Here are two startling facts. In Spain there are over 800,000 unsold properties (homes). There are also some 500,000 properties which are under construction but which will almost certainly never be completed. Here is another fact. The total number of empty properties is close to 3.5 million. And here is one final fact. The total number of homes in Spain is just a bit more than 25.2 million. Allowing for some crossover between the numbers of unsold and empty properties, there is still a vast amount of unoccupied property. Around 14%. Perhaps more. If the unfinished properties are added, then this figure looks worse.
There are parts of Spain which have greater amounts of unoccupied housing stock. The disparity between an excess of homes and actual households is greatest in regions such as Andalusia, Galicia and Murcia. The Balearics, reassuringly perhaps, don't have quite the same problem.
This vast stock of properties, especially the ones that haven't been completed, is the consequence of the property boom that went bust. And a good number of these properties have ended up on the books of Sareb - the Sociedad de Gestión de Activos Procedentes de la Reestructuración Bancaria, or better known as Spain's bad bank, the one into which properties financed by the various failing banks were placed. Sareb, though it doesn't intend doing so straightaway, has a plan that will involve demolishing the uncompleted housing. Whether it will be able to shift those properties which are built is another matter. Some banks are taking massive hits on properties they are lumbered with, selling them in some instances for a quarter of their original prices. But with so many unsold properties available and with so many mortgage holders desperate to sell properties they bought at what proved to be inflated prices, there isn't anything like the demand to match the supply. There has to be a major rationalisation of the total housing available in some parts of Spain in order to take the property market out of the doldrums. It could take years and even then there would be unsold properties.
In the Balearics, though there isn't the level of unsold or incomplete stock as elsewhere, the market at the lower end remains depressed, even though sellers now do appear to be willing to let properties go at prices which are more realistic for the current circumstances. There are, nevertheless, always those sellers who want more. The stereotyping of the money-grabbing Mallorcan is not entirely inaccurate. I heard of one apartment in which a British buyer expressed an interest only for the price to shoot up by 30,000 euros. It happens and it has long happened.
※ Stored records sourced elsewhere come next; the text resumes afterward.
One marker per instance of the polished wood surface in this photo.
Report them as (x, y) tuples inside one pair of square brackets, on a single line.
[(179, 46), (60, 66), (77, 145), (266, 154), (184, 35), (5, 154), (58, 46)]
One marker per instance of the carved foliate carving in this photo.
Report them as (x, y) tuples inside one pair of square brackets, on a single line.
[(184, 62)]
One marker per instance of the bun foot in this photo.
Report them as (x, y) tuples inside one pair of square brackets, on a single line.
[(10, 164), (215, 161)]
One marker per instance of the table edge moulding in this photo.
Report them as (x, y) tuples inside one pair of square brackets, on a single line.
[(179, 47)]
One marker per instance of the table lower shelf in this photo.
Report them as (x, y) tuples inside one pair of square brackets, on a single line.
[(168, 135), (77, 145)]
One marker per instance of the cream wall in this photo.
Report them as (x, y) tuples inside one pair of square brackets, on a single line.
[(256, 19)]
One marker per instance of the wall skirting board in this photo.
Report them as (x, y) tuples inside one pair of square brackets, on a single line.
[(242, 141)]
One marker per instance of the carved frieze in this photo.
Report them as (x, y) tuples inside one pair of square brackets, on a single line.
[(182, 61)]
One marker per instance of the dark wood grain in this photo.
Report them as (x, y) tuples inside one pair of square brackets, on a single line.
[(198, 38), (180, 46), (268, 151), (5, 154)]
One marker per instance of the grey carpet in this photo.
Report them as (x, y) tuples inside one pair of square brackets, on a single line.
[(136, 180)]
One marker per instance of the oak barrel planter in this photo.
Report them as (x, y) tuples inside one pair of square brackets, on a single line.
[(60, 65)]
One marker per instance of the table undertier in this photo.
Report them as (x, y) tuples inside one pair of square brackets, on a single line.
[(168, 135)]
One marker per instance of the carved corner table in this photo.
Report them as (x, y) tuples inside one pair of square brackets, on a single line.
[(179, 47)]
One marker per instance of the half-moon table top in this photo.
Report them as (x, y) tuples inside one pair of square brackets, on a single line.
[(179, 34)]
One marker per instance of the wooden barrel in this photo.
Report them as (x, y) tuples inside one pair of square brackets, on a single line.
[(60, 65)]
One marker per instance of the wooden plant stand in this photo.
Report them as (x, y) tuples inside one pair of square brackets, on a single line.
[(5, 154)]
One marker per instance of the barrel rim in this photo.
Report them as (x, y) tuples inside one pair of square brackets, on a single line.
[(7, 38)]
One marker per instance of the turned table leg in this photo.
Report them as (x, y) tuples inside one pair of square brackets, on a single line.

The luxury end, so we are repeatedly told, is buoyant enough in the Balearics but this is small comfort. It just emphasises the enormous and growing gap in Mallorcan and Balearics society, one in which poverty levels are at record highs. It also emphasises, because much of the selling is to overseas buyers, the erosion of this society. Whether properties are being bought to actually live in, whether they are being bought as "residential tourism" properties or whether they are being bought for other reasons, they all amount to the same thing - the increasing colonisation of Mallorca from overseas.
Any number of factors have given rise as to why the Mallorcan property market is at is. On prices, a factor has been the cumulative effect of tourism. There is a direct relationship between tourism and its growth and the price of property. The construction of hotels, and the land they occupy, is one reason. But one should also look at what happened in the 1990s to appreciate why even relatively modest property went up in price. It was then that a construction boom was in full swing, and it was partly tourism-inspired. Apartments were gobbled up precisely because they were seen as investment opportunities for residential tourism, i.e. being let for holiday rental. There was also the euro factor. While the euro has been blamed for pushing prices up generally, its introduction created a major headache for those who were in possession of unbanked stashes of pesetas. They couldn't take these stashes to the banks for them to be converted for an obvious reason; the stashes were undeclared income. Black money. Mallorca's property became a target. In effect, property prices were artificially inflated because of money laundering.
On top of this came the willingness of banks to lend and not just for first homes. When economic crisis hit it became apparent that many owners of second, holiday homes in the resorts had bought them with mortgages guaranteed on their first homes. Even now if you look around residential areas in some resorts, you will see plenty of places up for sale.
Property markets are in some ways a law unto themselves, but in Mallorca and Spain they were at times virtually lawless. The speculative developments, some of which may not even be finished, were built on the sands of the boom times which proved, as mostly anyone with any sense could have predicted, to have been unstable. These were sands made of credit with little to support them and even less once crisis took over. And these developments are now worthless. The demolition gangs will be moving in, if not tomorrow but some time soon.